Semester 5 untuk kampusku (dan jurusanku) adalah masa menentukan minat utama. Antara dua pilihan waktu itu. Dan akhirnya aku memutuskan serta mematok target selesai 5 tahun atau semester 10. Umumnya 8 ya? Aku memang tidak mau terburu-buru, aku mau asah skill semaksimal mungkin di kampus. Aku senang dengan guruku di sana.

Ternyata aku selesai di semester 9. Hehehehe. 2016 aku di wisuda. Mengalami masa-masa nganggur rasanya aku biasa saja. Tidak begitu resah. Sebelum wisuda aku juga punya kontrak untuk bekerja main musik di Bandung setahun 3x di Bandung. Selebihnya memang rasa nganggur. Orang tuaku khawatir dan justru mengungkapkan kekhawatirannya kepada mas. Mas menyampaikan ke aku. Untuk mengatasi keresahan tersebut ditambah dengan saran, mas menyarankan aku untuk mendaftar bekerja sebelum di 2017 melanjutkan S2. Aku sudah bahas di halaman lain soal ini. Yang akhirnya rencana ditambah takdir Alloh, aku diterima S2 di kampus yang sebetulnya bukan aku ingin.

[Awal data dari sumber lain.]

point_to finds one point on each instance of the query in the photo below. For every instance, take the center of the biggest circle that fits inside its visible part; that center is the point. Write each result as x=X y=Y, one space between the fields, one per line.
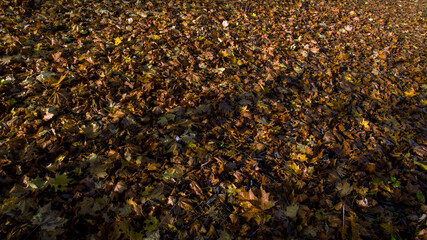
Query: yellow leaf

5 Juli 2019, aku yudisium kelulusan S2. Aku punya gelar magister. Alhamdulillah. Mungkin kalian pernah dengar soal mempertanggungjawabkan perihal gelar? Mempertahankan perihal IPK? Akan aku bahas di lain halaman.

Jadi terhitung sejak SD aku sudah belajar di sekolah selama 19,5 tahun di usiaku 25 tahun (26 tahun di November).

Hal yang aku paham pasti, sekolah merangsang cara berpikir, pola pikir dengan sudut pandang orang yang belajar di sekolah. Sekolah punya budayanya sendiri. Walau tiap sekolah punya budaya spesifik, tapi sekolah secara umum punya budaya. Disiplin, seragam, interaksi sosial, guru-murid, kelas, bel sekolah, kelulusan, pendaftaran, skor, rapor, IPK, KHS. Itu semua tidak bisa lepas dari sekolah dan kampus. Selama menjalani masa-masa belajar di sekolah dan kampus ada proses-proses yang berkaitan dengan kata-kata yang aku tulis sebelum kalimat ini. Tentu saja pengalaman itu tidak didapat oleh yang tidak bersekolah. Belajar memang dari mana saja. Tapi yang aku garis bawahi adalah proses yang dilalui yang bersekolah tidak didapat yang tidak bersekolah.

Sekolah bukan untuk harus pintar matematika, bahasa Inggris, fisika, dan lain-lain. Aku percaya, untuk jangka panjang sekolah punya peran penting soal pembentukan menjadi pribadi seperti apa kita.

Sekolah di bidang apapun boleh saja berekspektasi atau mengarah ke pekerjaan tertentu tapi bagiku itu tidak selalu. Dan tidak ada ruginya. Bahkan ada ayat di Alquran perihal menuntut ilmu

يَرْفَعِ اللهُ الَّذِينَ ءَامَنُوا مِنكُمْ وَالَّذِينَ أُوتُوا الْعِلْمَ دَرَجَاتٍ وَاللهُ بِمَا تَعْمَلُونَ خَبِيرُُ
Artinya :
Allah akan meninggikan orang-orang yang beriman di antaramu dan orang-orang yang diberi ilmu pengetahuan beberapa derajat (Q.s. al-Mujadalah : 11)
https://nuqtoh.com/4-ayat-alquran-tentang-menuntut-ilmu/#.XSMROFayR1s

Yang "ditinggikan" beberapa derajat oleh Alloh yang diberi ilmu pengetahuan. Supaya diberi ilmu pengetahuan tentu dengan cara menuntut ilmu. Bukan meninggikan derajat guru, dokter, pilot. Tapi para guru, dokter, pilot melalui proses menuntut ilmu.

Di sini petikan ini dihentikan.